The novel primarily uses elevated diction and flowing, compound sentences, representing the Hales' educated, cultured, Southern English world. While the Hales' and other educated characters' speech is clearly considered to be standard English, the novel also makes liberal use of a working-class Manchester dialect, both to mark class difference and to garner interest and sympathy for poorer, less educated characters.
Like other Victorian novels influenced by Romanticism, the novel also favors melodramatic language, especially surrounding its many death scenes and scenes of violence. When rioters break into Marlborough Mills and Margaret runs outside to protect Thornton, dramatic and martial diction conveys the prevailing sense of tension tension:
Even while she looked, she saw lads in the background stooping to take off their heavy wooden clogs—the readiest missile they could find; she saw it was the spark to the gunpowder, and, with a cry, which no one heard, she rushed out of the room, down stairs,—she had lifted the great iron bar of the door with an imperious force—had thrown the door open wide—and was there, in face of that angry sea of men, her eyes smiting them with flaming arrows of reproach.
Words like "missile," "gunpowder," "imperious force," "angry sea," "smiting," and "flaming arrows" express the volatility of this moment, as well as Margaret's feminine courage in confronting it.
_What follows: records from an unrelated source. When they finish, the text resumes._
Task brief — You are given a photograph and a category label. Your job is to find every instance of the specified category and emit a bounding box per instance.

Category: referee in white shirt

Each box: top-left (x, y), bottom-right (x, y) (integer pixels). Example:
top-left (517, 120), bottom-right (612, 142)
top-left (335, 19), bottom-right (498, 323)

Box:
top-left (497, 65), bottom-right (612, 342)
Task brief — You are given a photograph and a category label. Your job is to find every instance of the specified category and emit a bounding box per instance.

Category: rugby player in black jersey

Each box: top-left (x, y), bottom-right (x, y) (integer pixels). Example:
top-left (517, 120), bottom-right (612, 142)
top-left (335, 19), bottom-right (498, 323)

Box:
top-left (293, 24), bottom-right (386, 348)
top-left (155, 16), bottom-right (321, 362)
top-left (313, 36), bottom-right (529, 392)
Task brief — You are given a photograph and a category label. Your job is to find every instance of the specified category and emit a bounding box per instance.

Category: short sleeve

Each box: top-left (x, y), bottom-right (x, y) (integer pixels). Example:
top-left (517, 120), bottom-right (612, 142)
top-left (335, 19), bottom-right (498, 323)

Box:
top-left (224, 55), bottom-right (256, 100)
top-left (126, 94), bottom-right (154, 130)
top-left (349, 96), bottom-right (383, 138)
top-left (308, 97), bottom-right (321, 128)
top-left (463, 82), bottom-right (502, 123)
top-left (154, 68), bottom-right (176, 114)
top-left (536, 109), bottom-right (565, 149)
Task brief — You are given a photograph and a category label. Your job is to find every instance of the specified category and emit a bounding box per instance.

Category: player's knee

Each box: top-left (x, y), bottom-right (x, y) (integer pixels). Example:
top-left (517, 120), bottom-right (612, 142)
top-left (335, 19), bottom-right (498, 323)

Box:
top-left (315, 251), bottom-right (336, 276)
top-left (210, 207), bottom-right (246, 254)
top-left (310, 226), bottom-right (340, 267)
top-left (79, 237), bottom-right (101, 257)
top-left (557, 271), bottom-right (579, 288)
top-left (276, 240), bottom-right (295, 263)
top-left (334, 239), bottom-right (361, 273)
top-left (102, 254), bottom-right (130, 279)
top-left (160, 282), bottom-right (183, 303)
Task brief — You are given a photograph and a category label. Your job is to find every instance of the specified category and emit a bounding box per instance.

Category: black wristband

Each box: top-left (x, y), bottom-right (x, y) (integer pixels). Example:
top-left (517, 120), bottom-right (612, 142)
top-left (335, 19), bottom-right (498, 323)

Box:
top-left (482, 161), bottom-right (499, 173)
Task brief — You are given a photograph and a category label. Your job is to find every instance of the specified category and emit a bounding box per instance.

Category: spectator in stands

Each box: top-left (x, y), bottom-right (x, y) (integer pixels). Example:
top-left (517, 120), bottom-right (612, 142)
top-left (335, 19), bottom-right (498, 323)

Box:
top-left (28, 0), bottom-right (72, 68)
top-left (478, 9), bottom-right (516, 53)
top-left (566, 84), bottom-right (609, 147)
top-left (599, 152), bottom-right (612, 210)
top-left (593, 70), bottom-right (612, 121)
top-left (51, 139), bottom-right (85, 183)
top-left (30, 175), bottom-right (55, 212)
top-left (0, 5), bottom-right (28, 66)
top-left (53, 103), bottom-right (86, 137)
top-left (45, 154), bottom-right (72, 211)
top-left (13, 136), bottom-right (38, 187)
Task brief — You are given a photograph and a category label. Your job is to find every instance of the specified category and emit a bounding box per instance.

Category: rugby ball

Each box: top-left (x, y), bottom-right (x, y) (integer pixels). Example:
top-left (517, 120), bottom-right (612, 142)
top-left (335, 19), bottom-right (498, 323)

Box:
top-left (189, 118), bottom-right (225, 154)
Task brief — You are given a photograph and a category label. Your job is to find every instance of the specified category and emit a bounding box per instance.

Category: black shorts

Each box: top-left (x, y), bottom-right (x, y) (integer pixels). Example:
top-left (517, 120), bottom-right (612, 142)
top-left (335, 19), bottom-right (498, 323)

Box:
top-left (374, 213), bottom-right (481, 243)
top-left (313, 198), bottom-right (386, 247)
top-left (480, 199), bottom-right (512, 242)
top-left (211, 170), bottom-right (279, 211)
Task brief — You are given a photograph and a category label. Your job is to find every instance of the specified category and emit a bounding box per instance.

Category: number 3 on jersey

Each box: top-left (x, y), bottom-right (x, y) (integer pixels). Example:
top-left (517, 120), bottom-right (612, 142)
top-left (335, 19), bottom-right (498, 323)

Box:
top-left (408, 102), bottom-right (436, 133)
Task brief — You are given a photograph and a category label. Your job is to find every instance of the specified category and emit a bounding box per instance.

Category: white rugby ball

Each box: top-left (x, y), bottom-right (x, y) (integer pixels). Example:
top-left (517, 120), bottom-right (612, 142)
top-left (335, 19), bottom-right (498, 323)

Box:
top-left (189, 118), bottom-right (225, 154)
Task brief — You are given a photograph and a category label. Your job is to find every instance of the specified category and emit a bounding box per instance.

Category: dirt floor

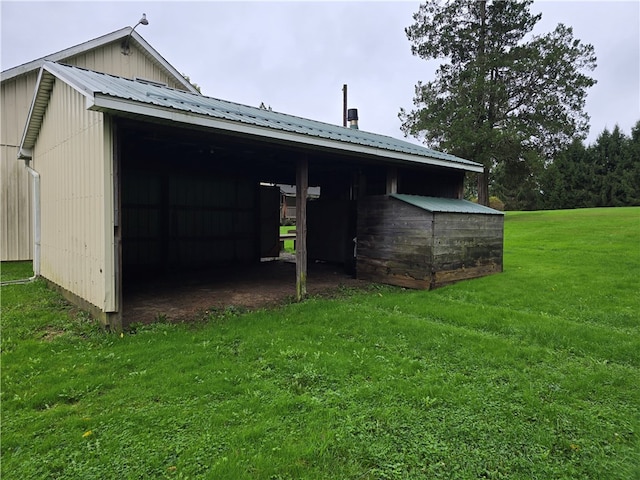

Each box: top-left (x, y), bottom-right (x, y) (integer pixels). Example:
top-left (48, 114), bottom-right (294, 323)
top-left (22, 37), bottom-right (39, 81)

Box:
top-left (123, 257), bottom-right (366, 328)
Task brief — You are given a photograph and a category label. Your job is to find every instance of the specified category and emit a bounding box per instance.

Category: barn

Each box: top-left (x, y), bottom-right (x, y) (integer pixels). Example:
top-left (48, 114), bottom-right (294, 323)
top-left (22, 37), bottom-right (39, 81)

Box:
top-left (0, 27), bottom-right (198, 261)
top-left (15, 58), bottom-right (502, 330)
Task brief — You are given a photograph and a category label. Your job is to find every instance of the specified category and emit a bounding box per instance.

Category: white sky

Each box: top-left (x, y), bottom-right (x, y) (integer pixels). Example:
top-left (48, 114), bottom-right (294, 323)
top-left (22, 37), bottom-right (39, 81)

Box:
top-left (0, 0), bottom-right (640, 143)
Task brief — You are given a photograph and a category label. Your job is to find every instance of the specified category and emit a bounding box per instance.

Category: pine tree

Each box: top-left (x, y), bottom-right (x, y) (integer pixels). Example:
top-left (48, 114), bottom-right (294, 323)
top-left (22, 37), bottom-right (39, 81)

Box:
top-left (399, 0), bottom-right (596, 205)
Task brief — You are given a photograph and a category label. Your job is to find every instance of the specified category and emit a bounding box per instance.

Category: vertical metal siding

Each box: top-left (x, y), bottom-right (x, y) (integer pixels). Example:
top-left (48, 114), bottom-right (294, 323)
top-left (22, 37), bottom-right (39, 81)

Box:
top-left (0, 72), bottom-right (37, 261)
top-left (34, 81), bottom-right (115, 311)
top-left (0, 41), bottom-right (191, 261)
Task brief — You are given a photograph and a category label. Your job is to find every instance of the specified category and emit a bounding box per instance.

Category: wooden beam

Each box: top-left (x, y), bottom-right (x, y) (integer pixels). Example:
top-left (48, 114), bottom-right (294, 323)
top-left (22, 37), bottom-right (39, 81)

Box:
top-left (296, 157), bottom-right (309, 301)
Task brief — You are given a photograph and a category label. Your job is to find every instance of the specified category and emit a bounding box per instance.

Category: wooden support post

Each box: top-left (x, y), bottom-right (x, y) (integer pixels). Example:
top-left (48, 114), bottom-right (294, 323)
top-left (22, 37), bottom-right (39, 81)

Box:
top-left (387, 167), bottom-right (398, 195)
top-left (296, 157), bottom-right (309, 301)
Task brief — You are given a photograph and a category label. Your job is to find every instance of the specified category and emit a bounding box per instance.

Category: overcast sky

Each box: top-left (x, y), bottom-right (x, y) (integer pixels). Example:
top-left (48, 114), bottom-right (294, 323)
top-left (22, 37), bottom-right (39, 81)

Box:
top-left (0, 0), bottom-right (640, 143)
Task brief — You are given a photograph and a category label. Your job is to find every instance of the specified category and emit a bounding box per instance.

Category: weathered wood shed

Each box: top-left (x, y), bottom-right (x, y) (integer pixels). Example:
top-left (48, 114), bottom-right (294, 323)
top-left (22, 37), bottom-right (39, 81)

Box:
top-left (357, 194), bottom-right (504, 289)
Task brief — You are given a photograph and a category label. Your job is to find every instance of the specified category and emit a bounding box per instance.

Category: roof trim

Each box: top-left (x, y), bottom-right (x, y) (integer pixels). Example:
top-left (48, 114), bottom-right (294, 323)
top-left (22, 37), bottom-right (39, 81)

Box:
top-left (0, 27), bottom-right (200, 95)
top-left (389, 193), bottom-right (504, 215)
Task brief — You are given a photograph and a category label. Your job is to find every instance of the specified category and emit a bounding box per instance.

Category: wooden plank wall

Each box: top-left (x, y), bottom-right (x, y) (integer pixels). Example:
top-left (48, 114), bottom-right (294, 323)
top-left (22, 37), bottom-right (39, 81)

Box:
top-left (433, 213), bottom-right (504, 287)
top-left (357, 196), bottom-right (504, 289)
top-left (356, 195), bottom-right (433, 289)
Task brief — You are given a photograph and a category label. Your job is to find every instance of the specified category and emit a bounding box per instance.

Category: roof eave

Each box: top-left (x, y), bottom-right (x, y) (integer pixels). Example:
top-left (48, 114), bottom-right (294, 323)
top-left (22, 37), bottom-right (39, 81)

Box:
top-left (91, 92), bottom-right (483, 173)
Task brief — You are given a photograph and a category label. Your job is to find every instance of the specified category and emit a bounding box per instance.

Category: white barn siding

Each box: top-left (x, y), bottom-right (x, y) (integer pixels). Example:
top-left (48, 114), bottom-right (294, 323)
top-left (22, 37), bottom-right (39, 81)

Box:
top-left (61, 41), bottom-right (184, 90)
top-left (0, 72), bottom-right (38, 261)
top-left (0, 40), bottom-right (184, 261)
top-left (33, 81), bottom-right (116, 312)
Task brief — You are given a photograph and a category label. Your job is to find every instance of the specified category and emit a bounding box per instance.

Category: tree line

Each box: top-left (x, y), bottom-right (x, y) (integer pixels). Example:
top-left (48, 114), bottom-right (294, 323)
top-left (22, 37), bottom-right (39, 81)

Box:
top-left (491, 121), bottom-right (640, 210)
top-left (398, 0), bottom-right (640, 210)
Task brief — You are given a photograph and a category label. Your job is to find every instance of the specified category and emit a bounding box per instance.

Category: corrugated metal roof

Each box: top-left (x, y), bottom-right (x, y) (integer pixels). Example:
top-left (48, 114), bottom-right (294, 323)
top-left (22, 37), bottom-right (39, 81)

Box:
top-left (27, 62), bottom-right (481, 171)
top-left (390, 193), bottom-right (504, 215)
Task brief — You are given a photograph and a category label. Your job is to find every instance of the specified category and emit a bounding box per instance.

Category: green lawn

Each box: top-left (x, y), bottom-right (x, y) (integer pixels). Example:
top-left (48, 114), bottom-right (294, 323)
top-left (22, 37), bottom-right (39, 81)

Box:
top-left (0, 208), bottom-right (640, 480)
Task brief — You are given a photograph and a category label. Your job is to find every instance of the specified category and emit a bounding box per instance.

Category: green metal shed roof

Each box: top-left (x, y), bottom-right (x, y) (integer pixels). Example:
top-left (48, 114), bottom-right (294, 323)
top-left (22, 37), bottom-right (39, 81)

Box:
top-left (21, 62), bottom-right (482, 172)
top-left (390, 193), bottom-right (504, 215)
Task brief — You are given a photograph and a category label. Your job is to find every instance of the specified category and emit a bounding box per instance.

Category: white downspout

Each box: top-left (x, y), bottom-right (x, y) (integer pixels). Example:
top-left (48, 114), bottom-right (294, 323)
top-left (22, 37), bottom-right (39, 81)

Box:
top-left (0, 158), bottom-right (40, 285)
top-left (24, 161), bottom-right (40, 280)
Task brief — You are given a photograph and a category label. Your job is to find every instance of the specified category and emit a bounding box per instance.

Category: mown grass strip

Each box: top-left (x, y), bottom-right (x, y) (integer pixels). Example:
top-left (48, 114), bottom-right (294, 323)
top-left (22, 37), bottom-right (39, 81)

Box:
top-left (0, 209), bottom-right (640, 480)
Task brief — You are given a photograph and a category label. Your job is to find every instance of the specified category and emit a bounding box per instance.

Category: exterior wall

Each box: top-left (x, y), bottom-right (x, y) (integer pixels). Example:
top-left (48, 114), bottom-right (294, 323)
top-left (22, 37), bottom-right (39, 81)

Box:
top-left (357, 196), bottom-right (504, 289)
top-left (356, 196), bottom-right (433, 289)
top-left (0, 40), bottom-right (190, 261)
top-left (0, 72), bottom-right (38, 261)
top-left (32, 81), bottom-right (116, 312)
top-left (432, 213), bottom-right (504, 287)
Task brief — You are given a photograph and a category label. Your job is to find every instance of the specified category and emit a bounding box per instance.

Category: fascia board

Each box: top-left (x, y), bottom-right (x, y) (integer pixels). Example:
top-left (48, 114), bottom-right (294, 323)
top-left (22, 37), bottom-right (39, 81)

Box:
top-left (18, 67), bottom-right (50, 160)
top-left (2, 27), bottom-right (131, 82)
top-left (42, 62), bottom-right (94, 99)
top-left (91, 93), bottom-right (483, 172)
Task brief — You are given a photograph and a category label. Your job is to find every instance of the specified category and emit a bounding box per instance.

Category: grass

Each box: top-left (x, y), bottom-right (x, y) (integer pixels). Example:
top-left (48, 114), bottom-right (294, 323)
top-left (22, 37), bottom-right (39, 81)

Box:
top-left (0, 208), bottom-right (640, 480)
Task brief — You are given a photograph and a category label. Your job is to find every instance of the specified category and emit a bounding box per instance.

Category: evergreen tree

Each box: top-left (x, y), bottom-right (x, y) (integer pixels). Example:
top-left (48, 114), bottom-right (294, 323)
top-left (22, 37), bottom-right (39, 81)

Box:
top-left (399, 0), bottom-right (596, 204)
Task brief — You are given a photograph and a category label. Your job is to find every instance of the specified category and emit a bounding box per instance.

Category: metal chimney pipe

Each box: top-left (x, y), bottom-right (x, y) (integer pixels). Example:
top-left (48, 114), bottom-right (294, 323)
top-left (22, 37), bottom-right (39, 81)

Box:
top-left (342, 83), bottom-right (347, 127)
top-left (347, 108), bottom-right (358, 130)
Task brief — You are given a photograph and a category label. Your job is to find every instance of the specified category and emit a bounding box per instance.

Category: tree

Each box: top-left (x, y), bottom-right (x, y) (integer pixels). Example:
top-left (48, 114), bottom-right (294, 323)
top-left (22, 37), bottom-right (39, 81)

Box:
top-left (399, 0), bottom-right (596, 207)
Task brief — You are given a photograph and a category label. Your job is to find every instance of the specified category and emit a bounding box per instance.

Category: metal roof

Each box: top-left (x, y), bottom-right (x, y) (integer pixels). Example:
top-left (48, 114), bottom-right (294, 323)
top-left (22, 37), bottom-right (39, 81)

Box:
top-left (0, 27), bottom-right (198, 94)
top-left (390, 193), bottom-right (504, 215)
top-left (21, 62), bottom-right (482, 172)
The repeated use of dashes in this long sentence pulls the reader into the action by prolonging suspense.
Another unique characteristic of Gaskell's prose is her frequent use of soliloquy—long passages with characters speaking their private thoughts aloud—to give readers insight into character development at climactic moments, like when Margaret and Thornton ponder their conflicted feelings for one another.